Certainly you don't need a car in York, but there are so many places to visit nearby. I want to second the recommendation for Peter Robinson's books. They are wonderful. The James Herriot series is based on series of books which are available as ebooks. I'm currently reading the third. Castle and Rivaulx are wonderful. Sharan Newman wrote a wonderful book that takes place partly at Rivaulx at the time of Heloise and Abelard. The Dales themselves were just wonderful. I would like to go to Whitby and Scarborough someday. There's lots of wonderful geology. So, do get a car and have a great time. Pam

Posted by Cynthia
Gig Harbor, Washington, USA
1202 posts

Whitby is definitely a worthwhile daytrip from York, especially if you get a day with blustery weather.
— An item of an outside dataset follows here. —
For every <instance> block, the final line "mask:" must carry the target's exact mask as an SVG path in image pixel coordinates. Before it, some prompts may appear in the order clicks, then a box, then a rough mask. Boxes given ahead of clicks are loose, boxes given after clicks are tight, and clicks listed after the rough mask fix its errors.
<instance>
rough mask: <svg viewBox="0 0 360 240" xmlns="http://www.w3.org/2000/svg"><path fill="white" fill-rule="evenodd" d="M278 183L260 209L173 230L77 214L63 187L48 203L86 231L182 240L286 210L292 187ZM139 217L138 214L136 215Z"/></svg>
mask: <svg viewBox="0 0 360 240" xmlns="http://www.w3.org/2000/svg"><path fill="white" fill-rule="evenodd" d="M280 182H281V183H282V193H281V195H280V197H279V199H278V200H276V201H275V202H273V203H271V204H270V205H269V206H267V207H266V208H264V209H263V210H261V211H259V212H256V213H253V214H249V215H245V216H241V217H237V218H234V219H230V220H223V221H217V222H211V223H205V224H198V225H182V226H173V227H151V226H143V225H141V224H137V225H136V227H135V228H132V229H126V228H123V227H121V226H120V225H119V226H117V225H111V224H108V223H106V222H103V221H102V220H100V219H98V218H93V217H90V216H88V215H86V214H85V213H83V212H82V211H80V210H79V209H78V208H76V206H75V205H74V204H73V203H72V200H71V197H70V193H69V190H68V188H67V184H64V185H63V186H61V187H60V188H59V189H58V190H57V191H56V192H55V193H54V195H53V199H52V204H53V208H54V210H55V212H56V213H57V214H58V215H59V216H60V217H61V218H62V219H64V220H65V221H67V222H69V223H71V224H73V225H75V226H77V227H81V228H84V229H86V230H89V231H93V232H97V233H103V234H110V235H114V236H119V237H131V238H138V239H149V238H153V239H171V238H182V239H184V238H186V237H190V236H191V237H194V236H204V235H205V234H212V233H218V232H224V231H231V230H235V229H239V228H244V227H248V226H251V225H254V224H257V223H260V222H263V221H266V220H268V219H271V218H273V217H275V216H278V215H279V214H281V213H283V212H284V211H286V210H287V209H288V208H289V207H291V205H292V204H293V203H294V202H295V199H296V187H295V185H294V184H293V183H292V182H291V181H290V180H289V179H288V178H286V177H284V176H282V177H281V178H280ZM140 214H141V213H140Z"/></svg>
Whitby has a very old area of shops, just past there are the 99 steps which go up to evocatively ruined Whitby Abbey. Visiting there was one of the highlights of our time in Yorkshire.

Posted by Cynthia
Gig Harbor, Washington, USA
1202 posts

Whitby is definitely a worthwhile daytrip from York, especially if you get a day with blustery weather. Whitby has a very old area of shops, just past those are the 99 steps which go up to evocatively ruined Whitby Abbey. Visiting there was one of the highlights of our time in Yorkshire. Whitby is only 46 miles / one hour from York.

Posted by Adrienne
Vienna, VA
30 posts

I very much enjoyed the Abbeyfields B&B on Bootham Terrace. Friendly hosts and great food. I second the recommendations to make a side trip to Durham, to see the cathedral. If you like historical mysteries, one book in the Matthew Shardlake series is set in York, during the time of Henry VIII. It is called Sovereign and the author is CJ Sansom - unfortunately it is the third book in the series (although I enjoyed the first two so you could just start at the beginning if you wanted!)

Posted by Keith
United Kingdom
684 posts

I'm not sure I'd bother going to Scarborough, but I agree that Whitby is worthwhile visiting. If you are driving then you might visit Rievaulx Abbey on the way (it is not on the most direct route, but only adds about 30 minutes driving time). It is possible to get between York and Whitby without a car, but the quickest public transport route is 2 hours each way. My recommendation for a town outside York to visit is Skipton - especially on a market day (there are around 4 per week). A few years ago, Skipton was voted as having England's "best street" (I don't know what "best" means here, I just remember the decision really annoyed some Londoners, which is always a good thing). After a morning in Skipton (which also has a fine castle), you are on the doorstep of the Dales - especially close-by are Bolton Abbey and the "Barden Triangle". It is possible to visit Skipton/Lower Wharfedale in a day from York by rail/bus (and special tourist steam trains in the Summer), but a car makes it much easier. If you have more time, and a car, I'd also suggest a day trip to Upper Wensleydale, going there via the previously mentioned Fountains Abbey. The Dalziel and Pascoe detective series is also set in Yorkshire.